During gestation, cortisol concentrations in maternal circulation are up to ten times higher than cortisol concentrations in fetal circulation. The maternal-to-fetal cortisol gradient is maintained by the placenta, which forms a structural and enzymatic barrier to cortisol. During the first two trimesters of gestation intrauterine cortisol is primarily produced by the maternal adrenal glands. However, during the third trimester the fetal adrenal glands begin to endogenously produce cortisol and become responsible for most intrauterine cortisol by the time the fetus reaches term.

== Psychological stress and psychopathology ==
Mental state of the mother during pregnancy affects the fetus in the uterus, predominantly via hormones and genetics. The mother's mood, including maternal prenatal anxiety, depression and stress during pregnancy correlates with altered outcomes for the child. That being said, not every fetus exposed to these factors is affected in the same way and to the same degree, and genetic and environmental factors are believed to have a significant degree of influence.

=== Depression ===
Maternal depression poses one of the greatest risks for increased vulnerability to adverse outcomes for a baby that is developing in the uterus, especially in terms of susceptibility to a variety of psychological conditions. Mechanisms that may explain the connection between maternal depression and the offspring's future health are mostly unclear and form a current area of active research. Genetic inheritance that may be rendering the child more susceptible may play a role, including the effect on the intrauterine environment for the baby whilst the mother has depression.

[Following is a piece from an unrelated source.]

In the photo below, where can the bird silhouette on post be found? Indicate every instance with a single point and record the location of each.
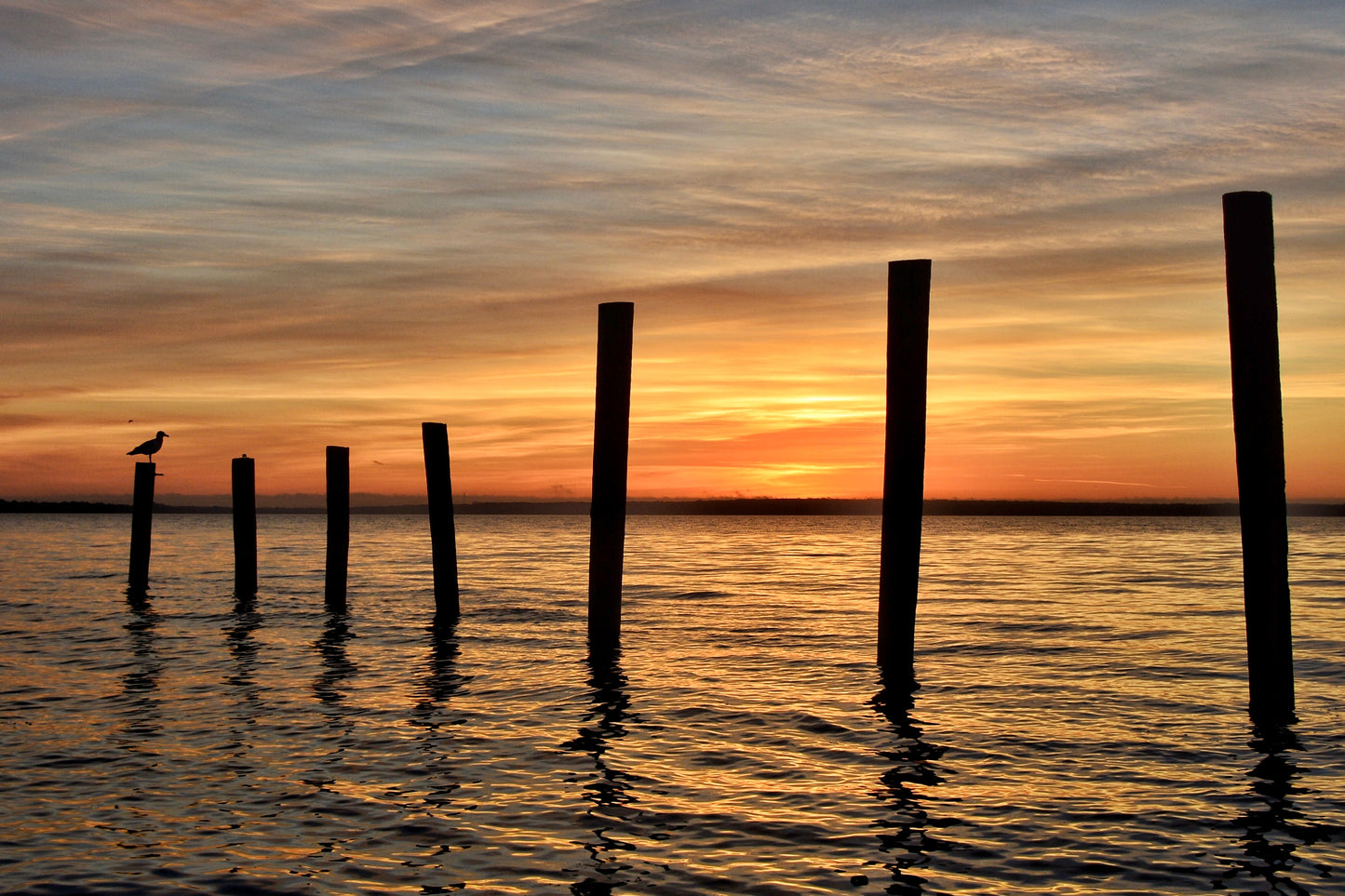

=== Psychological stress ===
Maternally experienced psychological stress that occurs either before or during gestation can have intergenerational effects on offspring. Stress experienced during gestation has been linked with preterm delivery, low birth weight, and increased risk of psychopathology. The new mother may have after-effects too, such as postpartum depression, and subsequently may find parenting more difficult as compared to those who did not experience as much stress during their pregnancies.

== Toxins ==
Toxins such as alcohol, tobacco, and certain drugs to which the baby is exposed during its development are thought to contribute to fetal programming, especially via alterations to the HPA axis. If the exposure occurs during a critical phase of fetal development, it could have drastic and dire consequences for the fetus.

=== Alcohol ===
Prenatal and/or early postnatal exposure to alcohol (ethanol) has been found to hurt a child's neuroendocrine and behavioral factors. Alcohol passes through the placenta on being ingested by the mother during her pregnancy, and makes its way to the baby in utero. Changes posed to the fetus through ethanol exposure may significantly effect growth and development; these are collectively known as fetal alcohol spectrum disorders (FASD). The exact interaction between ethanol and the developing fetus is complex and largely uncertain, however, several direct and indirect effects have been observed as the fetus matures. Predominant among these are irregularities in the fetus's endocrine, metabolic, and physiological functions.

=== Smoking ===
The negative consequences of smoking are well-known, and these may be even more apparent during pregnancy. Exposure to tobacco smoke during pregnancy, commonly known as in utero maternal tobacco smoke exposure (MTSE), can contribute towards various problems in babies of smoking mothers. About 20% of mothers smoke whilst pregnant and this is associated with increased risk of complications, such as preterm birth, decreased fetal growth leading to lower birth weight, and impaired fetal lung development.

=== Drugs ===
There is evidence pointing towards pharmacological programming of the fetus during the first trimester. One type of drugs which is suspected of influencing the developing baby when used during pregnancy is anti-hypertensive drugs. Pre-eclampsia (a condition of hypertension during pregnancy) is a serious problem for the majority of pregnant mothers and can predispose the mother to a variety of complications, including increased risk of mortality and problems during parturition.